## How Fast Can You Count?

After the Short Tutorial On Big Numbers, let ω be the first uncountable ordinal and [a->b->c] be Conway's Chained Arrow Notation. Suppose that through some ingenious counting trick, the author can "count" to ω in finite time. So let's "count" as follows:

1. 1,2,3,...,ω,
2.           2*ω,
3.           3*ω,
4.           ...
5.           ω*ω=ω^2=[ω->2->1],
6.               ω^3,
7.               ...,
8.               ω^ω=ω^^2=[ω->2->2],
9.                   ω^^3,
10.                   ...,
11.                   ω^^ω =ω^^^2=[ω->2->3],
12.                         ω^^^3,
13.                         ...,
14.                         ω^^^ω=ω^^^^2=[ω->2->4]
15.                               ω^^^^3,
16.                               ...,
17.                               ω^^^^ω=[ω->2->5],
18.                                      [ω->2->6],
19.                                      ...,
20.                                      [ω->2->ω],
21.                                      ...,
22.                                      [ω->3->ω],
23.                                      ...,
24.                                      [ω->ω->ω]=([3-ω's with arrows])
25.                                                ([4-ω's with arrows])
26.                                                ...,
27.                                                ([ω-ω's with arrows])
28.                                                ...,
29.                                                etc.

Can you estimate the author's counting rate?

For any counting rate R that you give the author, as long as the given rate is representable by some consistent ordinal notation, the author can show that the above counting method counts faster than your rate.

For example: Suppose that your counting rate R is exponential.
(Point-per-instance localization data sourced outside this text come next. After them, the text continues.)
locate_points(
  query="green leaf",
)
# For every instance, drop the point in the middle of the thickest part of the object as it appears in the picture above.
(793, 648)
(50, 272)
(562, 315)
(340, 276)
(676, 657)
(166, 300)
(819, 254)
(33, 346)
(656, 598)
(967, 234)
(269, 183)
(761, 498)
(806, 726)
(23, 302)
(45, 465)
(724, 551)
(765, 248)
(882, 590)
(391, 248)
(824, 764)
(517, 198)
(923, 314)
Then R=O(e^ω). In the above counting method, when the author reaches step 8: ω^ω he is already counting faster than you.

Suppose that your counting rate R is super-exponential. Then R=O(e^e^ω). In the above counting method, when the author reaches step 9: ω^^3; he is already counting faster than you.

Suppose that your counting rate R is ω-tetrational. Then R=O(e^^ω). In the above counting method, when the author reaches step 11: ω^^ω he is already counting faster than you.

Now generalize: Suppose that your counting rate is R. Then, there exists a step n, such that the ordinal fn(ω) found on row n, is such that fn(ω)>R. Further, for any steps m≥n, the following holds: fm(ω)≥fn(ω)>R. Hence the method above always counts eventually faster than any counting rate R.

This it what it means for someone to be able to count infinitely fast.

On the other hand, for each ordinal fn(ω) on row n there exists m, such that fn(ω)≤2^2^...(m-2's)...^2^ω. Therefore the (counting) operators of the above list and of each step resolve essentially into the following set of operators:

ST={ω,2^ω,2^2^ω,2^2^2^ω,...}.

We define the power P(T) of the operator T to be the number of 2's n the corresponding upper bounding tower of 2's in T. In other words,

P(T\in ST)=m, with fn(ω)≤2^2^...(m-2's)...^2^ω.

We then note that if m<n then P(Tm o Tn)=m+n, and the set ST becomes order isomorphic with the set of Natural numbers. Hence:

Ord(ST)=ω and

|ST|=N0.

There is a natural correspondence between the operator T with P(T)=m and the corresponding binary operator Bm=1/2^m. Therefore the following set is order-isomorphic to the set ST:

SB={1/2k: k\in N U {0}}.

In other words: Counting infinitely fast is equivalent to being able to understand perfectly well binary counting.

The (binary) operators T8 and T9 give the resolution on the 397 pixels-wide figure above, which is the resolution limit of the author's computer screen (1px) using a binary decomposition, since 397/2^8-397/2^7~1.55 and 397/2^9-397/2^8~0.7754.